Ten•seg•ri•ty

Ten•seg•ri•ty

Nov 8, 2017

Ten•seg•ri•ty (ten-seg’ri-tē) is a concept of muscular-skeletal relationships based on the work of architect Buckminster Fuller. It refers to the forces of tension (provided by muscles, tendons, ligaments, and fascia) pulling on structure (bones and joints) that help keep the body both stable and efficient in mass and movement.

When the concept of tensegrity is applied to the human body it helps explain what happens to the physical communication between the muscles and ligaments and the bones of the spine, pelvis and limb joints.

When the body is at optimal health, it is in balance. This balance exists between the mind and the body as well as within the body itself. The perfect body alignment relies on integral stability of the skeletal structures and the ligaments often hold the key to this stability. Ligaments are fibrous bands that strap across skeleton joints and across transitional regions where one major region connects to the other, as in the lower back connecting to the pelvis and the pelvis connecting to the hip and leg. The ligaments keep the extremes of motion across these regions in check. When the ligaments are healthy, their bracing support allows the muscles to function with more subtlety, relaxing when needed and contracting when necessary to provide the amazing combination of strength and flexibility that separates us humans from our ancestors. This allows the human body to move in multiple directions while remaining inherently stable. Gary Gray, who is considered by many in the physical medicine and rehabilitation world the father of function, described this concept as “mo-stability”, motion with stability.

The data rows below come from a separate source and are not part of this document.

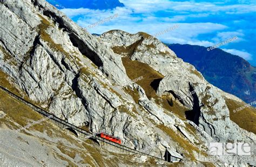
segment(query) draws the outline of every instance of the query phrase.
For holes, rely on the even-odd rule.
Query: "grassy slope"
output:
[[[180,118],[185,120],[185,116],[184,113],[187,109],[180,106],[175,101],[173,101],[173,104],[172,105],[170,105],[168,103],[168,101],[170,101],[170,100],[169,98],[165,96],[159,97],[157,96],[155,89],[152,86],[151,83],[154,79],[161,79],[164,77],[164,76],[154,70],[149,65],[136,60],[132,61],[130,59],[130,55],[136,49],[138,43],[139,43],[139,42],[136,42],[127,47],[126,48],[124,47],[115,47],[112,48],[112,49],[114,52],[117,54],[124,54],[126,55],[126,56],[122,57],[122,59],[123,64],[126,70],[126,74],[132,80],[139,77],[143,76],[143,79],[136,83],[143,88],[149,98],[154,99],[157,104],[160,105],[167,111],[172,111]],[[126,88],[126,89],[127,89],[127,88]],[[138,103],[139,97],[135,96],[136,93],[134,93],[134,91],[136,92],[136,91],[137,90],[130,90],[127,91],[126,90],[129,94],[132,95],[134,101]],[[131,93],[131,92],[133,92],[133,93]],[[189,129],[192,129],[193,131],[195,131],[195,129],[194,129],[193,127],[190,125],[187,125],[187,126]],[[197,148],[190,143],[188,141],[184,139],[171,129],[162,125],[159,125],[158,128],[165,132],[174,141],[177,142],[180,147],[185,150],[186,150],[185,153],[185,156],[192,161],[196,161],[193,155],[194,151],[206,155],[205,153],[199,150]],[[180,135],[182,135],[181,134]],[[195,134],[194,134],[194,135],[196,135]],[[214,166],[212,164],[210,163],[210,164]]]
[[[230,119],[238,125],[240,128],[256,134],[256,126],[255,125],[256,108],[250,107],[234,112],[233,110],[246,104],[228,99],[226,99],[226,104],[230,110]]]

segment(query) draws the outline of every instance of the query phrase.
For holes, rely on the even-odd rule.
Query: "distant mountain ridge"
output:
[[[91,9],[113,9],[124,6],[118,0],[47,0],[59,9],[64,8],[89,8]]]
[[[206,80],[246,103],[256,100],[256,68],[220,49],[207,51],[196,45],[167,44],[177,56],[202,73]]]

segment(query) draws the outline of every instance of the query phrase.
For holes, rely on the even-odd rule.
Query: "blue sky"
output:
[[[118,13],[104,24],[88,29],[102,34],[111,30],[153,35],[178,24],[179,28],[157,37],[166,43],[210,46],[237,36],[220,48],[256,66],[256,1],[120,0],[125,6],[113,10],[61,10],[85,27]]]

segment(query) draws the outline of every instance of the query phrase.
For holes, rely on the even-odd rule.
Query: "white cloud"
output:
[[[231,54],[232,54],[235,55],[239,56],[246,60],[252,60],[252,55],[248,52],[245,51],[241,51],[238,50],[237,49],[223,49],[223,50],[226,52],[228,52]]]

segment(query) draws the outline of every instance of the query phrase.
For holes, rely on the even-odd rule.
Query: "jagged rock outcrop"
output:
[[[154,156],[168,148],[188,166],[211,162],[210,141],[255,144],[254,134],[230,120],[228,95],[156,39],[122,31],[94,37],[43,0],[3,2],[0,70],[21,95],[61,119],[142,151],[153,145]],[[131,82],[139,74],[140,82]]]

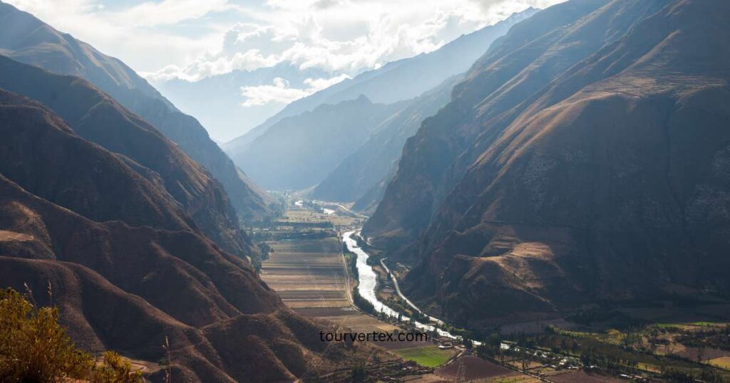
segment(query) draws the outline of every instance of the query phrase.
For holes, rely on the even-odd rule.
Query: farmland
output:
[[[339,241],[328,237],[268,242],[261,279],[289,307],[349,306]]]
[[[447,362],[454,355],[453,349],[439,349],[434,344],[397,349],[393,352],[403,359],[412,360],[426,367],[438,367]]]

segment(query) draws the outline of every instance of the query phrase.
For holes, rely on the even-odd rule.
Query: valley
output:
[[[77,2],[0,0],[0,383],[730,383],[730,1]]]
[[[304,317],[331,322],[343,331],[427,332],[437,340],[374,343],[388,350],[389,356],[369,361],[369,368],[382,368],[381,377],[399,376],[409,382],[457,381],[455,367],[463,363],[464,355],[472,354],[461,341],[433,325],[442,323],[410,322],[404,314],[412,312],[403,311],[399,315],[375,298],[388,281],[377,276],[373,266],[381,266],[365,260],[366,256],[359,253],[361,250],[352,236],[361,227],[363,217],[342,204],[287,197],[285,205],[280,219],[269,227],[258,228],[254,233],[255,237],[266,235],[269,239],[266,244],[269,251],[261,264],[261,276],[285,304]],[[353,294],[369,305],[361,303],[358,307]],[[469,342],[469,347],[473,345]],[[404,376],[388,367],[399,358],[416,363],[397,364],[407,369]],[[488,360],[466,360],[473,365],[469,376],[480,381],[526,382],[525,379],[530,378]]]

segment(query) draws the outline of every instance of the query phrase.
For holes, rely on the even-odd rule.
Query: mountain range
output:
[[[0,279],[44,305],[50,286],[84,349],[155,362],[169,339],[177,381],[292,380],[361,357],[318,356],[326,325],[287,309],[128,158],[6,90],[0,131]]]
[[[226,142],[223,147],[234,162],[245,169],[245,163],[237,159],[239,155],[245,152],[251,142],[269,127],[285,117],[311,111],[323,104],[337,104],[357,98],[361,95],[377,104],[392,104],[420,96],[447,78],[465,71],[493,41],[535,12],[536,9],[528,9],[493,26],[463,35],[433,52],[388,63],[381,68],[296,100],[240,137]]]
[[[727,292],[721,1],[569,1],[518,24],[409,139],[365,235],[468,326]]]
[[[242,218],[269,214],[269,197],[234,166],[200,123],[180,112],[120,61],[1,2],[0,55],[88,80],[153,125],[210,171],[223,185]]]

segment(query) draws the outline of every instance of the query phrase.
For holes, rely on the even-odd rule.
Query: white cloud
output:
[[[241,96],[246,98],[246,101],[242,105],[254,107],[270,103],[286,104],[347,78],[350,78],[347,75],[342,74],[328,79],[307,79],[304,80],[304,85],[307,85],[307,88],[299,89],[290,88],[287,80],[276,77],[271,85],[241,87]]]
[[[561,1],[7,0],[156,81],[283,61],[354,76]]]

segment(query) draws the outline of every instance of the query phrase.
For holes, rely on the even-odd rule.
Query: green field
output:
[[[453,350],[439,349],[439,347],[432,345],[424,346],[423,347],[394,349],[393,352],[404,359],[412,360],[425,367],[441,365],[448,361],[451,355],[453,355]]]

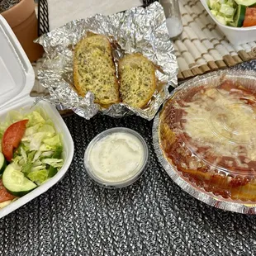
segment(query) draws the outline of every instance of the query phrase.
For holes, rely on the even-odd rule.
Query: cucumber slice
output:
[[[3,173],[7,167],[7,160],[4,158],[2,153],[0,152],[0,175]]]
[[[12,164],[2,173],[2,184],[11,194],[17,197],[22,197],[37,187]]]
[[[234,22],[230,22],[230,25],[235,27],[241,27],[245,17],[246,7],[239,5],[234,17]]]
[[[244,5],[245,7],[256,5],[255,0],[235,0],[235,2],[239,5]]]

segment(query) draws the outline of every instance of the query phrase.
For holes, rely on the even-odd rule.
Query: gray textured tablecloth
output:
[[[241,67],[256,70],[256,62]],[[100,115],[64,121],[73,163],[59,183],[0,220],[1,256],[256,255],[256,216],[209,206],[173,183],[154,152],[152,121]],[[107,190],[89,179],[83,157],[96,135],[116,126],[143,135],[150,162],[133,185]]]

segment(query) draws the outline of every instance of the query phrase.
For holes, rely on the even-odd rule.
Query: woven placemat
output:
[[[241,68],[256,69],[256,61]],[[256,255],[256,216],[207,206],[172,182],[157,160],[152,123],[138,116],[64,118],[73,160],[48,192],[0,220],[1,256]],[[125,126],[146,140],[149,167],[133,185],[107,190],[83,167],[90,140]]]
[[[256,59],[256,39],[231,45],[200,0],[179,0],[179,6],[183,32],[173,43],[180,80]]]

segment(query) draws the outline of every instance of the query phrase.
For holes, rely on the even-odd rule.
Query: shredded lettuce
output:
[[[5,122],[0,123],[0,140],[11,124],[24,119],[29,121],[21,142],[13,154],[12,163],[26,178],[40,185],[55,175],[63,165],[62,137],[53,121],[38,108],[27,114],[10,111]]]
[[[208,7],[212,15],[223,25],[230,25],[237,9],[235,0],[209,0]]]

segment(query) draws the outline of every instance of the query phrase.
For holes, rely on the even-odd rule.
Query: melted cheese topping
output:
[[[192,138],[194,148],[206,147],[203,154],[235,158],[240,167],[246,164],[238,156],[245,156],[248,162],[256,160],[256,116],[241,98],[209,88],[197,92],[182,109],[186,111],[182,131]]]

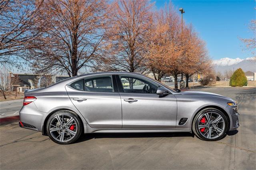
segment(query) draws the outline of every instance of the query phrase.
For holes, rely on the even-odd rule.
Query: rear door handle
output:
[[[132,98],[129,98],[128,99],[124,99],[124,100],[126,102],[129,102],[130,103],[132,102],[137,102],[138,101],[138,100],[134,99]]]
[[[78,102],[81,102],[83,101],[86,100],[87,99],[84,98],[74,98],[73,99],[73,100],[76,100]]]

The ligaments undergo the same wear and tear as the muscles and joints of the body, but have been woefully ignored as a cause of reduced function after an injury or simply from aging. In fact, the loss of ligament stability results in the loss of tensegrity. The perfect balance of the bony spine and limb is disrupted creating instability during motion. This instability is perceived by the nervous system that reacts by causing the muscles that typically switch from relaxation to contraction and back, to contract continuously. The muscle tension compensates for some loss of stability but inefficiently and at great cost. The blood flow to the muscles is reduced. Lack of blood flow reduces oxygen and nutrient supply and impairs healing. As a result the muscles that are always forced to contract start to break down. This break down is seen and described as tendinosis. Tendinosis can manifest itself through out the body and can be a cause of a multitude of problems such as chronic and recurrent bursitis, tension headaches, neck, low back, and hip pain, just to name a few.

Because the ligament break down is not typically recognized as the source of the problem, health care providers that treat joint, muscle, and peripheral nerve disorders wind up treating the symptoms and not the cause. Muscle trigger points, tendon and bursa, and spine and joints are injected with anesthetics and steroids hundreds of times with inconsistent and short-lived improvement. Physical therapy is administered and frequently provides unsatisfactory results. Massage and chiropractic treatments offer only short-term relief.

So what is the answer? Enter prolotherapy: a simple and elegant solution to the loss of ligament based stability. The term originated with George S. Hackett, M.D. in 1956, as “The rehabilitation of an incompetent structure by the generation of new cellular tissue”. Dr Hackett started to use irritating solutions to generate repair. In 1955, Gustav Anders Hemwall became acquainted with George Hackett at an American Medical Association meeting and started practicing prolotherapy. Prolotherapy as we know it, uses a variety of solutions to stimulate repair, but the key solution most commonly used utilizes high concentration dextrose ( sugar).

Dextrose solution creates a small focus of injury that triggers a healing cascade. Often a series of three to four injections performed every six weeks restores much of the ligament’s resilience. Improvement of the ligamentous support restores tensegrity. Muscles can now be more effectively strengthened and the overall stability and quality of motion can be restored with the help of rehabilitative services such physical therapy, chiropractic mobilization, and massage. The body can finally get it’s mo-stability back!